Editor’s note: Hannah Krieg is often critical of people who accept the beliefs of their parents, or the first and only option they have explored. When she stepped away from Catholicism, she stepped away from all religion without a second glance. So, Hannah is visiting different places of worship to rectify this hypocrisy and hopefully have a meaningful spiritual experience along the way.
I may not be a STEM major, but I’m noticing some constant variables in this religious endeavour: my blue dress, waking up from a night of irresponsibility, and sweat — lots of sweat.
After Catholic mass, the next stop was Mormonism. My knowledge basically comes from short discussions with missionaries and what little education was snuck into the Broadway musical, "The Book of Mormon." I’m guessing this musical is to Mormons as Wikipedia is to academics.
What I did know was that the LDS Church is tight-knit. That expectation was met in full. I’m sure that’s a lovely feeling when you’re on the in-crowd, but as someone who definitely isn’t, that energy made me seek refuge in the corner. I took a deep breath and approached the least intimidating lady in the foyer.
Her name was Teresa, and that day, she was my Mother Teresa. She held my hands and marveled at how young I am. Her eyes welled when I told her of my search for God. Straight away, she whisked me off to the basement for Sunday school.
A Mormon church service is three hours long and divided into three chunks: the sacrament meeting, Sunday school, and, lastly, priesthood for men or relief society for women. This particular building served three separate wards, so all of these components were happening simultaneously in different rooms.
Think of Sunday school as the quiz section to the sacrament meetings lecture where the congregation meets to discuss biblical content. If this really were a quiz section, it wasn’t an 8:30 a.m. class filled with monotone discussion and dozing-off students. This class was lively, eager, and loud about their adoration of God. I’m pretty sure Mormons don’t have midterms, but they all seemed like they were about to destroy the curve. As for me, I was the kid in the back who still hadn’t bought a textbook.
Teresa knew everyone and I think she wanted me to know everyone as well. At Catholic church, I exchanged niceties with some women before mass, but at the LDS church, Teresa introduced me to bishops, a few potential husbands, and the two lovely women whom she sat me next to for the sacrament meeting.

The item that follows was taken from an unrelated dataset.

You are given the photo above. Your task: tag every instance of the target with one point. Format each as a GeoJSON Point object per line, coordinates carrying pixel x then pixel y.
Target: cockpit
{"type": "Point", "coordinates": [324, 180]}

That day’s sacrament meeting was a special service they hold twice a year that invites members to share their favorite hymn as a sort of LDS show-and-tell — much more casual than any Catholic mass I had attended.The LDS church is all about community and honoring God in everything they do. For them, though there is a deep reverence for their God, God is a part of their day-to-day life, too. By the closing prayer, I was beginning to see the root of Mormon missionaries’ happiness.
The community’s commitment to each other and God was notable. In fact, all positions at the church are volunteers. Even their bishop, a busy father with full-time employment who dedicates 20 to 30 hours weekly to the church, receives no compensation beyond spiritual for his service.
“You can’t just go [to church] Christmas and Easter and call it good,” Bishop Joshua Heckathorn of the Elliot Bay Ward said in a phone interview. Being part of the LDS church is a big commitment.
Genuinely, I felt good after the service. Maybe that’s not a spiritual experience yet, but hey, Mormon church starts with business and voting, and I am way more into that than Catholic church starting with an apology.
When I spoke with the Bishop later (by the way, he’s mailing me the Book of Mormon), I asked what their secret was. These people were game show host-level happy. I envied them — I wanted to feel about something the way they felt about God and each other.
“Our Father in heaven uses us as tools on the earth to help our brothers and sisters who are in need,” Heckathorn said. “And as we allow our heavenly parents to work through us to serve others, that is how we get the most fulfillment.”
While I probably won’t transfer to BYU anytime soon (though there is a campus in Hawaii that’s tempting), I think building stronger community in my own life and serving others more will bring me closer to that spiritual fulfillment I’m looking for.